Ratna menoleh perlahan, menatap sepasang mata tajam Fadhli yang kini sudah menanggalkan kacamata hitamnya. Di dalam mata pemuda itu, Ratna tidak melihat adanya rasa hormat sedikit pun terhadap pakaian suci yang dikenakannya; yang ada hanyalah kilat kelaparan seorang predator yang siap menguliti mangsanya. Dengan jari-jari yang gemetar, Ratna meraih tali pengikat di balik jilbabnya. Ia melonggarkan ikatannya, lalu menurunkan kain hitam tipis itu hingga menggantung di lehernya.
Wajah cantik Ratna kini terekspos sepenuhnya. Pipinya tampak merona merah muda, matanya berkaca-kaca menahan gejolak emosi yang campur aduk, dan bibirnya yang sensual tampak sedikit terbuka, mengembuskan napas yang memburu. Fadhli memandangi wajah itu dengan kepuasan yang mendalam. Ia mengulurkan tangan kanannya yang kasar, mencengkeram dagu Ratna dengan sedikit tekanan, memaksa wanita itu untuk menatapnya lurus-lurus.

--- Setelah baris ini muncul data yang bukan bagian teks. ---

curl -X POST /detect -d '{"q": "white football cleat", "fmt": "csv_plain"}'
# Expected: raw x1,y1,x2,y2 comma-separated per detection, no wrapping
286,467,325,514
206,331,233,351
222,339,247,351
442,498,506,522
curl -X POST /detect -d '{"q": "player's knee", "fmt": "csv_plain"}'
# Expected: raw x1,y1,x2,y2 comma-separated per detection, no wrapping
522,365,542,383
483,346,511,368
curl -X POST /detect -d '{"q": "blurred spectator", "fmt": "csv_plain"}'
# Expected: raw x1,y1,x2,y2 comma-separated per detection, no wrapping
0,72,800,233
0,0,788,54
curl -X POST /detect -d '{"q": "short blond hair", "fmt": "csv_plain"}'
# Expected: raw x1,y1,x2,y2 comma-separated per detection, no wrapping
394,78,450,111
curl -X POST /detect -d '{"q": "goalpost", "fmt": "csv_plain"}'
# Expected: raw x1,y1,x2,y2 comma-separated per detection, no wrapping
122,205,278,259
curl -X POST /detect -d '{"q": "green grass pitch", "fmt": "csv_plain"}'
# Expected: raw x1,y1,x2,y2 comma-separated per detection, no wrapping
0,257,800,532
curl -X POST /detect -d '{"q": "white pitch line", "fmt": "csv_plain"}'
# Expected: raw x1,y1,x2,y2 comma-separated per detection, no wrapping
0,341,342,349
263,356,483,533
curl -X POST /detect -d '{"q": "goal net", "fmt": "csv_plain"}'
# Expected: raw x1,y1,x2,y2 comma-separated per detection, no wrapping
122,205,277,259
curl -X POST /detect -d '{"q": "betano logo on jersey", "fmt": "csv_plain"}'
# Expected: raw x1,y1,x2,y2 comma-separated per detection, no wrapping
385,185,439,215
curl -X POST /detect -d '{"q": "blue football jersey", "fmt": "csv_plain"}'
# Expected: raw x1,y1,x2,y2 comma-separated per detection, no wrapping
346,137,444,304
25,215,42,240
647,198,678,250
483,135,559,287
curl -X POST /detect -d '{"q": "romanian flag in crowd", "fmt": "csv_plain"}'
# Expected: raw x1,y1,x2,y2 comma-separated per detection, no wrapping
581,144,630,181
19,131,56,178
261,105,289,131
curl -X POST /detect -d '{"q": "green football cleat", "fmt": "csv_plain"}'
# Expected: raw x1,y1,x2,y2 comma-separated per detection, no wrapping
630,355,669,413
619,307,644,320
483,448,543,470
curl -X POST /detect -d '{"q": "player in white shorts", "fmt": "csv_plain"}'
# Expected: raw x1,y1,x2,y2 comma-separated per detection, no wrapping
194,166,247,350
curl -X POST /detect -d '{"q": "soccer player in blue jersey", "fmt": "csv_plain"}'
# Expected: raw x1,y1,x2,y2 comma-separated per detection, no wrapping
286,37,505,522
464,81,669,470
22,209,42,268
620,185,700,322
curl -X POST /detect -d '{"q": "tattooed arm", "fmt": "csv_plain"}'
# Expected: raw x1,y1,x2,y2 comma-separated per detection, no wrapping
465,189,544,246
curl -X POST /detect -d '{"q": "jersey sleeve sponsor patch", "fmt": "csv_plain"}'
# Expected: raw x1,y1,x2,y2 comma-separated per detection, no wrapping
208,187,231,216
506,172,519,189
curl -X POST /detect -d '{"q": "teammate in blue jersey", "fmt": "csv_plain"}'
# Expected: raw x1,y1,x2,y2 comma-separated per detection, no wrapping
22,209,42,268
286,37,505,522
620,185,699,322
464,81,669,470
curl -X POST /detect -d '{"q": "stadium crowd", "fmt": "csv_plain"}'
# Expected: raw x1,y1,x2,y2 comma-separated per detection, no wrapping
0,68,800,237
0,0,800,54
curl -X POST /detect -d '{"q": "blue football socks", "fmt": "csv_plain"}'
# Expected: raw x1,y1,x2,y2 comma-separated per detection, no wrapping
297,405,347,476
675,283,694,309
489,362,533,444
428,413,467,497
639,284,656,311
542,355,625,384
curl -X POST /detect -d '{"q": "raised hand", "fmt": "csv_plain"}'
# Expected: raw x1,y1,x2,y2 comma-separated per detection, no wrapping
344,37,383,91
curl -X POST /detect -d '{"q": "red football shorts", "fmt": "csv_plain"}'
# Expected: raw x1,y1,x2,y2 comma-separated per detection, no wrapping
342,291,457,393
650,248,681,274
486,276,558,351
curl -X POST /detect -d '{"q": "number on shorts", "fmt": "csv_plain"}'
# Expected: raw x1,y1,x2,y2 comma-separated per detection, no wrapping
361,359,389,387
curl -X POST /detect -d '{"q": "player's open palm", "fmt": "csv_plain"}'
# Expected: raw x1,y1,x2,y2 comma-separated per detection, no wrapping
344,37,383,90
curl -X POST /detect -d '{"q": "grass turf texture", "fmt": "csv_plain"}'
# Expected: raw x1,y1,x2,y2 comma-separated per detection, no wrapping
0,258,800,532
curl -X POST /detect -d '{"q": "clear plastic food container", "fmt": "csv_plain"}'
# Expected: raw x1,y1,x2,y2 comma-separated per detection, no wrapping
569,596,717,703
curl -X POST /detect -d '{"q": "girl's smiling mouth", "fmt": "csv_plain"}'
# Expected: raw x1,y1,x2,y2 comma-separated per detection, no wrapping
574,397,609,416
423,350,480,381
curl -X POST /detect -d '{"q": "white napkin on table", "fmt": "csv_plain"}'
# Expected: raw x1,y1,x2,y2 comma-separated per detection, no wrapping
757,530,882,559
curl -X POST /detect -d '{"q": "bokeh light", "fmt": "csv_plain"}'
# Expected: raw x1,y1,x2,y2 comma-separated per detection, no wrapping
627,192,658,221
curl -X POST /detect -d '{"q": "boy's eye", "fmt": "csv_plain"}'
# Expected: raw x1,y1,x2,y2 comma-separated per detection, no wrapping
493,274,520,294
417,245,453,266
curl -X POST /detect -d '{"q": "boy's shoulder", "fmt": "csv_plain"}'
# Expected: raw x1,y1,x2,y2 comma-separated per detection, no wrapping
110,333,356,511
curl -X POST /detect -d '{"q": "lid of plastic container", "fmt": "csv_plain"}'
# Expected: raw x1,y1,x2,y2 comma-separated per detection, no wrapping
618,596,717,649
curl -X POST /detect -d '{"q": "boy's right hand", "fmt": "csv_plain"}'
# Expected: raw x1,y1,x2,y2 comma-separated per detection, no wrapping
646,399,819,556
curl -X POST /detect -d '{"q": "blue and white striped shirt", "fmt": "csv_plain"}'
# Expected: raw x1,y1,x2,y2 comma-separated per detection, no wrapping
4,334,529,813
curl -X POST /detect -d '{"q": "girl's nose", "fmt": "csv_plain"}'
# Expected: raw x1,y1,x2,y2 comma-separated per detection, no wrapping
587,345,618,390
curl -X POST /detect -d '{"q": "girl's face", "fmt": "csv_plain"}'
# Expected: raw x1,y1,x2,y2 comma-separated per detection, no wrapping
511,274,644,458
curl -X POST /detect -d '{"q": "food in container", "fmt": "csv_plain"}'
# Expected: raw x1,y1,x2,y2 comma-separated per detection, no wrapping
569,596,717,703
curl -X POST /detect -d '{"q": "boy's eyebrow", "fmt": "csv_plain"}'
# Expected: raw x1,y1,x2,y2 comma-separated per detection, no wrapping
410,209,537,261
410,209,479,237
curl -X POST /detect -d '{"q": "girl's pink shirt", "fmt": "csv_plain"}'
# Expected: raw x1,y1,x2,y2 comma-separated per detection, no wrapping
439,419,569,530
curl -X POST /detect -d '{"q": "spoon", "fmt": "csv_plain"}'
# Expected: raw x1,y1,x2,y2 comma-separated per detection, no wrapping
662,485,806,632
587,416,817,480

"Kamu kelihatan sangat cantik dengan pakaian seperti ini, Bu Ustadz. Begitu suci, begitu tertutup. Orang-orang di luar sana pasti berpikir kamu adalah wanita paling salehah di kecamatan ini," bisik Fadhli, ibu jarinya bergerak mengelus bibir bawah Ratna yang basah. "Tapi kita berdua tahu kebenarannya, bukan? Di balik kain hitam yang panjang ini, ada tubuh yang selalu kelaparan. Ada memek besar yang langsung becek setiap kali aku menyebut namamu."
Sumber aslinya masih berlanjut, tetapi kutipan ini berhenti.